L'Argentine conclut un accord avec ses créanciers sur l'échange de dettes

Le ministère de l'économie de la nation latino-américaine a indiqué que cet accord « accordera au pays un important allègement de la dette »
Touchés par des décennies d'inflation, de récessions et de dévaluations cycliques, en 2020, de nombreux Argentins préfèrent se réfugier dans le dollar comme forme d'épargne

AFP/JUAN MABROMATA  -   Touchés par des décennies d'inflation, de récessions et de dévaluations cycliques, en 2020, de nombreux Argentins préfèrent se réfugier dans le dollar comme forme d'épargne

L'Argentine et ses trois principaux groupes de créanciers privés sont parvenus à un accord pour la restructuration des obligations en vertu de la législation étrangère qui accordera au pays un « allégement significatif de la dette », a déclaré le ministère de l'économie dans un communiqué publié tôt mardi matin. 

Selon cet accord, qui est conclu entre l'Argentine et les représentants du groupe ad hoc des obligataires argentins, du comité des créanciers argentins et du groupe des obligataires échangeables et d'autres détenteurs, le pays « ajustera certaines des dates de paiement envisagées pour les nouvelles obligations » établies dans sa proposition d'échange présentée le 6 juillet dernier.

« Sans augmenter le montant total des paiements en capital ou en intérêts que l'Argentine s'engage à effectuer et en même temps en améliorant la valeur de la proposition pour la communauté des créanciers », indique le document émis par le ministère. 

Un nouveau terme à officialiser 

Afin que l'accord soit efficace et que les détenteurs d'obligations formalisent leur adhésion, l'Argentine, qui est en récession depuis 2018, a de nouveau prolongé la durée de son offre, qui vise à échanger des obligations de droit étranger pour 66,238 milliards de dollars, d'aujourd'hui au 24 août. 

Plus précisément, la déclaration précise que les obligations de la dette à restructurer, émises en 2005 et 2010 et à partir de 2016, seront échangées contre de nouveaux titres en dollars et en euros avec des échéances en 2029, 2030 et 2038.

« L'Argentine, sous réserve de la possibilité de montrer son soutien de la communauté internationale en général, ajustera certains aspects des clauses d'action collective dans les nouveaux documents relatifs aux obligations afin de tenir compte des propositions présentées par les membres de la communauté des créanciers », note le portefeuille ministériel. 

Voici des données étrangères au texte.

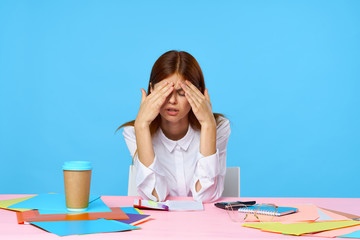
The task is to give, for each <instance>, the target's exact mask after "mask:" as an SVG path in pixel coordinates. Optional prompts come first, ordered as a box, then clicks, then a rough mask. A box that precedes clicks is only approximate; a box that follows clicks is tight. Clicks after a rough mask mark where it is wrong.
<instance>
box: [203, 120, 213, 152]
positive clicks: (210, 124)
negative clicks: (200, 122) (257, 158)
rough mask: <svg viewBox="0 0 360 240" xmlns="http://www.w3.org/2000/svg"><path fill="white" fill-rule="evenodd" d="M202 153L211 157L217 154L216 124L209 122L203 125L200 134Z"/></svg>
mask: <svg viewBox="0 0 360 240" xmlns="http://www.w3.org/2000/svg"><path fill="white" fill-rule="evenodd" d="M200 153H201V154H202V155H203V156H204V157H207V156H210V155H213V154H215V153H216V122H215V119H214V121H209V123H204V124H202V125H201V133H200Z"/></svg>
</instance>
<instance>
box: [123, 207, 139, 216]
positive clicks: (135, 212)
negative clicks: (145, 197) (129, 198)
mask: <svg viewBox="0 0 360 240" xmlns="http://www.w3.org/2000/svg"><path fill="white" fill-rule="evenodd" d="M121 210H123V212H124V213H126V214H128V213H129V214H140V213H139V212H138V211H136V209H135V208H133V207H121Z"/></svg>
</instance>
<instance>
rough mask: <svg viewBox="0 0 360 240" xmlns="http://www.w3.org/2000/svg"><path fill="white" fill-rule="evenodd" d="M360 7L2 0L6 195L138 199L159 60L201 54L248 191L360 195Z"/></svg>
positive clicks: (2, 102) (252, 191)
mask: <svg viewBox="0 0 360 240" xmlns="http://www.w3.org/2000/svg"><path fill="white" fill-rule="evenodd" d="M359 12H360V1H356V0H354V1H346V0H338V1H328V0H325V1H313V0H309V1H305V0H298V1H250V0H249V1H225V2H222V3H220V1H196V2H195V1H179V2H169V1H132V2H130V1H45V0H44V1H10V0H9V1H0V114H1V115H0V160H1V165H0V182H1V184H0V193H3V194H5V193H7V194H9V193H42V192H63V176H62V171H61V166H62V163H63V162H64V161H70V160H88V161H91V162H92V164H93V166H94V172H93V179H92V192H93V193H95V194H103V195H126V194H127V178H128V167H129V165H130V163H131V157H130V154H129V152H128V150H127V147H126V144H125V142H124V140H123V137H122V134H121V132H118V133H117V134H115V133H114V132H115V130H116V128H117V127H118V126H119V125H121V124H122V123H124V122H126V121H129V120H132V119H134V118H135V117H136V114H137V111H138V108H139V104H140V97H141V92H140V88H147V84H148V79H149V76H150V71H151V68H152V65H153V63H154V62H155V60H156V59H157V58H158V57H159V56H160V55H161V54H162V53H164V52H166V51H168V50H172V49H176V50H185V51H188V52H190V53H191V54H192V55H193V56H194V57H195V58H196V59H197V60H198V62H199V63H200V66H201V67H202V69H203V72H204V76H205V80H206V84H207V87H208V88H209V93H210V97H211V100H212V104H213V110H214V112H221V113H224V114H225V115H226V116H227V117H228V118H229V119H230V120H231V124H232V125H231V127H232V133H231V136H230V140H229V145H228V162H227V163H228V166H240V167H241V196H247V197H251V196H264V197H266V196H267V197H271V196H274V197H360V192H359V191H358V183H359V169H360V164H359V162H360V147H359V146H360V140H359V139H360V138H359V136H360V127H359V122H360V108H359V105H360V97H359V90H360V88H359V87H360V84H359V81H360V64H359V63H360V44H359V43H360V27H359V26H360V15H359Z"/></svg>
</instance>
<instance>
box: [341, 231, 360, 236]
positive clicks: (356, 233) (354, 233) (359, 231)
mask: <svg viewBox="0 0 360 240" xmlns="http://www.w3.org/2000/svg"><path fill="white" fill-rule="evenodd" d="M337 237H346V238H360V231H355V232H352V233H349V234H345V235H341V236H337Z"/></svg>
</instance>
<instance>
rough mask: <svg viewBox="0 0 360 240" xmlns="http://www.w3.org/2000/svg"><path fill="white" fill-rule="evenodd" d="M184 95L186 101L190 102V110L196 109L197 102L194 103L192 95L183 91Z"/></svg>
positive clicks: (195, 111)
mask: <svg viewBox="0 0 360 240" xmlns="http://www.w3.org/2000/svg"><path fill="white" fill-rule="evenodd" d="M185 97H186V99H187V100H188V102H189V103H190V106H191V108H192V110H193V112H196V110H197V108H198V107H197V106H198V105H197V104H196V102H195V101H194V98H193V97H192V96H190V94H188V93H187V92H185Z"/></svg>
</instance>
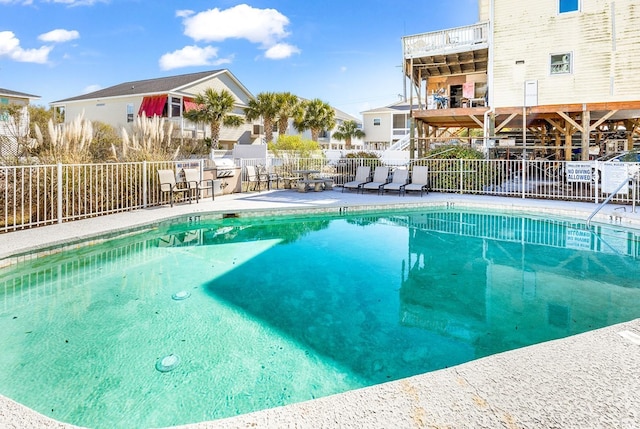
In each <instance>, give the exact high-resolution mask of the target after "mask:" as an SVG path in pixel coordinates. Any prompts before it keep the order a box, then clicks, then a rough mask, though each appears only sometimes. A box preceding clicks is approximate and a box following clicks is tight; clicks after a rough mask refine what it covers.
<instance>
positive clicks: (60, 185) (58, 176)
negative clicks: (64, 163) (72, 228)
mask: <svg viewBox="0 0 640 429" xmlns="http://www.w3.org/2000/svg"><path fill="white" fill-rule="evenodd" d="M62 197H63V195H62V163H61V162H59V163H58V223H62Z"/></svg>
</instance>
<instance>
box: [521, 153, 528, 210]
mask: <svg viewBox="0 0 640 429" xmlns="http://www.w3.org/2000/svg"><path fill="white" fill-rule="evenodd" d="M525 145H526V142H525ZM520 176H521V177H520V179H521V180H522V198H523V199H525V198H527V196H526V194H527V160H526V159H525V157H524V156H523V157H522V174H521V175H520Z"/></svg>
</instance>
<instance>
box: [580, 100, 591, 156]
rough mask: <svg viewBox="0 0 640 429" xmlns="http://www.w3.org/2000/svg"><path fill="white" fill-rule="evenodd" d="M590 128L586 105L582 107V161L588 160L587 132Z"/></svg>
mask: <svg viewBox="0 0 640 429" xmlns="http://www.w3.org/2000/svg"><path fill="white" fill-rule="evenodd" d="M590 130H591V111H590V110H587V108H586V105H585V107H583V109H582V142H581V143H582V145H581V150H580V152H581V153H580V159H581V160H582V161H588V160H589V134H590Z"/></svg>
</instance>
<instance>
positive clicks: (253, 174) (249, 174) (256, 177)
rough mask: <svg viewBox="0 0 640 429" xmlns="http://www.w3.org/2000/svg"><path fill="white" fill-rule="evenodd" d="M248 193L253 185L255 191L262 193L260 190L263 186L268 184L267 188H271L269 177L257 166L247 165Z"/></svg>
mask: <svg viewBox="0 0 640 429" xmlns="http://www.w3.org/2000/svg"><path fill="white" fill-rule="evenodd" d="M245 168H246V170H247V191H248V190H249V188H251V184H252V183H253V190H254V191H258V192H260V188H261V187H262V184H263V183H265V184H267V188H268V187H269V177H268V176H267V175H266V174H264V173H261V172H260V170H259V169H258V167H257V166H255V165H247V166H246V167H245Z"/></svg>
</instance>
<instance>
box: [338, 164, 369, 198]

La première offre a été lancée en avril 

Le gouvernement du péroniste Alberto Fernández et les détenteurs d'obligations de droit étranger sont en négociations intenses depuis que le pays a lancé sa première offre d'échange en avril dernier, qui n'a pas reçu le soutien minimum nécessaire. 

Depuis lors, alors que l'Argentine a prolongé plusieurs fois les délais pour parvenir à un accord, les deux parties ont échangé plusieurs alternatives de restructuration. ​​​​​​​

La différence entre les deux propositions, du gouvernement et des créanciers, a été estimée à seulement trois dollars environ, car alors que l'offre de l'Argentine était évaluée à environ 53 dollars, celle des créanciers était évaluée à environ 56 dollars. 

En même temps que les discussions pour résoudre l'échange de sa dette extérieure, l'Argentine cherche également à conclure un accord avec le Fonds monétaire international pour effectuer les paiements sur le prêt de 44 milliards de dollars que l'organisation fournit depuis 2018. 

D'autre part, la semaine dernière, le Sénat a approuvé un projet qui vise à initier des négociations entre le pays et les détenteurs de 41,714 millions de dollars de dettes de droit local.

C'est le 6 juillet dernier que le gouvernement Fernández a formalisé ce qu'il insistait être son offre finale et définitive, avec des améliorations sur la première, mais qui a été rejetée par les trois plus grands groupes de créanciers privés, qui ont répondu par une contre-offre commune.